Saturday, March 2, 2013

"Young Hearts Crying", life's constant defeat

Young Hearts Crying- Richard Yates

Spanish readers, we have to celebrate the works from Richard Yates keep being published regularly after decades of being an ignored author. We are getting close to have them fully now. The last to arrive is "Young Hearts Crying", one of his latest novels (1984) and in my opinion, arguably his most pessimistic and depressive.

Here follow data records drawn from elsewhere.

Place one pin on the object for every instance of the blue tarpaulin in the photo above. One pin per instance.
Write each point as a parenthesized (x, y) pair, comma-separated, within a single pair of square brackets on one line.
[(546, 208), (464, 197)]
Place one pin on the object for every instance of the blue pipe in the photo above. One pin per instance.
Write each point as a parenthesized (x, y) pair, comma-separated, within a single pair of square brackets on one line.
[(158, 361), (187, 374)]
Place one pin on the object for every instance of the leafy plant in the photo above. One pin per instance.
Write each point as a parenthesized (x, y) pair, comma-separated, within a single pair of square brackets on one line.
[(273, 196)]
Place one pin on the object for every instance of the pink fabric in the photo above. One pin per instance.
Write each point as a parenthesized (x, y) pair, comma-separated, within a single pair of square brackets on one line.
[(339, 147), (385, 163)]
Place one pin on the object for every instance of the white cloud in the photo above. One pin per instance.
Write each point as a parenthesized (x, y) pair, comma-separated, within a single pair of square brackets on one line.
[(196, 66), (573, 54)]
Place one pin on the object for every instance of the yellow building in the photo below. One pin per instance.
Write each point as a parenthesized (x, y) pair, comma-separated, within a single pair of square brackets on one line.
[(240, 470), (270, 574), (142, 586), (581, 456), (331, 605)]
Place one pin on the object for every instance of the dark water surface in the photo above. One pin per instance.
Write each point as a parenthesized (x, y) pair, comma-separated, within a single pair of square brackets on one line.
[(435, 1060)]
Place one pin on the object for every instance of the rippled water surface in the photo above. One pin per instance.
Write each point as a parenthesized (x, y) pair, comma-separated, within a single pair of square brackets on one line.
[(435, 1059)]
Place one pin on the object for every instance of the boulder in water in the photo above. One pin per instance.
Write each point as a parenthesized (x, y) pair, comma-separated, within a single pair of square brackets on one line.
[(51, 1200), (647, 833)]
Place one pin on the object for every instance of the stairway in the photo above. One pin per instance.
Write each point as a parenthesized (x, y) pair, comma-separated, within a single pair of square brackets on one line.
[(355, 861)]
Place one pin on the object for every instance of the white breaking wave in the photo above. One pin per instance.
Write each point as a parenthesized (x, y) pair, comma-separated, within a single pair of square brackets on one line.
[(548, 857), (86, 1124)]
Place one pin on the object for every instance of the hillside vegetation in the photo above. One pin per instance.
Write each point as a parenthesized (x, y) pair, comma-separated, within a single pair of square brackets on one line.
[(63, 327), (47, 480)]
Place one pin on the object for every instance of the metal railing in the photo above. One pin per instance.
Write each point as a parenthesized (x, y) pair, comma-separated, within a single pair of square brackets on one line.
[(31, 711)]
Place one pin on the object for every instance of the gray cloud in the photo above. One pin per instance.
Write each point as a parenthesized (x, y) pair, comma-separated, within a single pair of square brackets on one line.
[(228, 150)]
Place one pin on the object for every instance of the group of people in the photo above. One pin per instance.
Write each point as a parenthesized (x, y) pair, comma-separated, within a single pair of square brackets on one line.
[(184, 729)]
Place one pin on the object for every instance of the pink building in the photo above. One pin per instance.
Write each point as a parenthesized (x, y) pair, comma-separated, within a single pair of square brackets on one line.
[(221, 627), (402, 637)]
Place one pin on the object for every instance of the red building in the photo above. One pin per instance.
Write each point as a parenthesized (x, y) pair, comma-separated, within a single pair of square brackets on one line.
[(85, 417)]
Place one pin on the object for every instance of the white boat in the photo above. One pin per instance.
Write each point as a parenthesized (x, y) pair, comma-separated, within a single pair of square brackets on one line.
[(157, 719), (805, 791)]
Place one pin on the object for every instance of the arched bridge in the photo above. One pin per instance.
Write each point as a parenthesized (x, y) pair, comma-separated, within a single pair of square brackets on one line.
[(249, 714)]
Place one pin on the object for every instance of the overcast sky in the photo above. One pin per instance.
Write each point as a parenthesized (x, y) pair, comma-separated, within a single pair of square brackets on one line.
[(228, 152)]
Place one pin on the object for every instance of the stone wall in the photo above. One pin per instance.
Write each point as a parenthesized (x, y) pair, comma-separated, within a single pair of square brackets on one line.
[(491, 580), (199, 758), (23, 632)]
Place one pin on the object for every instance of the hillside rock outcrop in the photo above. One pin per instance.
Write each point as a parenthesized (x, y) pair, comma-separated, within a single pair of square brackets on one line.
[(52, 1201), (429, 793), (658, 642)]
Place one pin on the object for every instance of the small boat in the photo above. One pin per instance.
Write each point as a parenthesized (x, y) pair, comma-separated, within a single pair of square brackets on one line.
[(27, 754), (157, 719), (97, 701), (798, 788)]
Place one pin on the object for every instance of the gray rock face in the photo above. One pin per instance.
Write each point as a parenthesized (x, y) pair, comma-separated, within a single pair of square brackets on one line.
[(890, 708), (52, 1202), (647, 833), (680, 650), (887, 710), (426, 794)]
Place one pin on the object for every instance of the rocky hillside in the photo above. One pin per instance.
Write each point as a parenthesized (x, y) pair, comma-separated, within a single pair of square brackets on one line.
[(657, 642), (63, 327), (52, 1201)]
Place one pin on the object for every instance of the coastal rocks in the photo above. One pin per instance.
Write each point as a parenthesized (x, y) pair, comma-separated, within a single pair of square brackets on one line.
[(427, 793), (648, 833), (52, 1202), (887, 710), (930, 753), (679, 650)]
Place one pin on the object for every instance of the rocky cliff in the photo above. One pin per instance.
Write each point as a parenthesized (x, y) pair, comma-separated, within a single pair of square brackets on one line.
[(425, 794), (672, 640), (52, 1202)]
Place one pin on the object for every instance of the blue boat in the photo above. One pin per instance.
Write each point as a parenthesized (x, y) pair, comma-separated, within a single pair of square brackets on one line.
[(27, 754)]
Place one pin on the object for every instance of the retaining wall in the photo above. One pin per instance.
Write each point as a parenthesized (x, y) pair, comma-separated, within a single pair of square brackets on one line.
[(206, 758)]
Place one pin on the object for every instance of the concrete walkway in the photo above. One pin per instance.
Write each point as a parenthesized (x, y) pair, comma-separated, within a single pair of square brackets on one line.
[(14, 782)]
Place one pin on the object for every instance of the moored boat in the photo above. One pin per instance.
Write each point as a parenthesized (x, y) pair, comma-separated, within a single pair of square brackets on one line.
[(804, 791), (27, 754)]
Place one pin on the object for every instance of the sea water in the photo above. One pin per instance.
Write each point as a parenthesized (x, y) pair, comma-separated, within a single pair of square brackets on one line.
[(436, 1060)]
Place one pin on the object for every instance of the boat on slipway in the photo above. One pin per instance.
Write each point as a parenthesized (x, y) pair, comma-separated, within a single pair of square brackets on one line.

And considering Yates' works that's a lot to say. The two books previously reviewed on this blog, "A Good School" and "A Special Providence" were very sad already but nothing compared with "Young Hearts Crying". Sure, the novel might not be as devastating or crude as his masterpieces "Revolutionary Road" or the "Easter Parade", but it might be his most ambitious in what refers to scope, character development, subjects and sub-plots. And because of these shows a comprehensive view of life that is absolutely merciless: life is just a constant disappointment, a never-ending defeat.

Yates' characters have no option in "Young Hearts Crying". Lucy and Michael are portrayed to detail from the day they met to decades after. In a period that comprises more than two decades, from 1950s to the 70s, we have all the ingredients: social class, courtship, marriage, friendship, sentimental relations, sex, divorce, kids, artistic ambitions, work, madness, isolation, social and political changes... All poignant failures, all fears.

Yet despite being a book a bit too long, or having some subplots not that interesting -Lucy's hippie affair in my opinion, although it serves the purpose of portraying the decay of Michael latest relation-, Yates ability to knock you out, to dissect and find the perfect short sentence or brutal dialogue is unparalleled. One can also say that in this novel he finds a more direct voice. He is disarmingly real, the development of his characters is always vivid. But I can't help thinking this book must say a lot about the author's view of the world, of existence. Because there's barely nothing positive to hold on to inside this pages. Instead, you can even feel a certain rage, an inner turmoil that some times gets verbalised in the rants and thoughts of Michael Davenport. Social class and art receive the most harsh invectives, as well as the sad look to human relations that are Yates' trademark.

The American Dream has been and still is a recurrent subject on literature. But there's no other author capable of demolishing the dream with so much accuracy and realism than Richard Yates. Even if it hurts. And it does.